In this demonstration, students will learn what watersheds are and how they impact our local waters.
To understand the importance of water and water conservation, we must first understand how water interacts with the world around us. This activity demonstrates how water moves, and how water collects.
Most of the Earth’s water is found in the ocean. Water evaporates from the ocean, lakes and rivers and condenses into clouds. When these clouds fill with water, the water will eventually fall as precipitation. Precipitation can be rain, snow, hail or sleet. Once the rain hits the ground it will flow downward following the path of least resistance. For some of the water, this is in the form of infiltration, which means that the water flows through the soil to the ground water. For some water this is in the form of surface flow or runoff in creeks and rivers. In both cases, the water will continue to flow and pick up minerals, nutrients and pollution, until it reaches a body of water that is at low elevation. For most water, this ends up being the ocean. Then, evaporation continues the cycle.

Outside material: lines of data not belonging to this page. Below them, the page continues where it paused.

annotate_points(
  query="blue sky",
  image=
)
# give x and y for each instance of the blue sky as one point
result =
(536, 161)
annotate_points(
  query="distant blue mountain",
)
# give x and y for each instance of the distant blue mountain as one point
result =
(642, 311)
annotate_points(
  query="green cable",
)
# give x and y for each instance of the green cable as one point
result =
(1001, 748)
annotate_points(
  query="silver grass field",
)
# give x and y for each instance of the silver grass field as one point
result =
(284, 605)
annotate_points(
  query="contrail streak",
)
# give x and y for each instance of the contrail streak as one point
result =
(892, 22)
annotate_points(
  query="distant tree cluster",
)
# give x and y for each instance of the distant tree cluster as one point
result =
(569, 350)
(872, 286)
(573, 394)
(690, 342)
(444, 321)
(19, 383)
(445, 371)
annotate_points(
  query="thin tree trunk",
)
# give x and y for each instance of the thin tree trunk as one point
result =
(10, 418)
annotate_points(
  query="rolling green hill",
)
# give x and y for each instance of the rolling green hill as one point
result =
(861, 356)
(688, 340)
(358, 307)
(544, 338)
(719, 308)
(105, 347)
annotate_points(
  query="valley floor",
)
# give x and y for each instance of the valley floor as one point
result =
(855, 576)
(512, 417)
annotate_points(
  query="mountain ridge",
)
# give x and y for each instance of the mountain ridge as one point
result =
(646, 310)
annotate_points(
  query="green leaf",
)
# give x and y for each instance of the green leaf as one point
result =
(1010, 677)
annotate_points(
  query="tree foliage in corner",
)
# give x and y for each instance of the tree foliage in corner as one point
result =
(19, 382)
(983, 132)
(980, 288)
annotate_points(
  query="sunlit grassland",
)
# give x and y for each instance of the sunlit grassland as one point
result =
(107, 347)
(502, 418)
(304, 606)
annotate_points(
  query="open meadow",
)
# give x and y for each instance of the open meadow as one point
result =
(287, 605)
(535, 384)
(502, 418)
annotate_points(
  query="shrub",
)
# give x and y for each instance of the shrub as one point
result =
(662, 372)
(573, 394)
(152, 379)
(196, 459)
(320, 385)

Direction of water flow can be predicted based on the ground’s elevation and soil type. An area where all water drains to the same river or body of water is called a watershed. A simple way to imagine this is using a shower analogy. When water moves from the shower heads (and ‘rains’), the water will hit the shower curtains, the walls and the bottom of the shower. All the areas that the shower head water hits is part of the same ‘watershed’, because it will all flow down into the same ‘river’, the drain pipe.
In Metro Vancouver, there are three separate watersheds that we use to collect water into a storage body or reservoir. Over half of BC’s population uses these three reservoirs as our source of drinking water.
In our modern age, we transport water from one watershed to another in many ways.
- We transport bottled water collecting it from one place and sending it to another.
- We transport food, which is full of water, from country to country.
- We pipe water away from a watershed to be used in irrigation for our agriculture.
If we take water out of one watershed faster than it is replenished (by precipitation, or mountain glaciers melting) then our reservoirs will slowly decrease in size.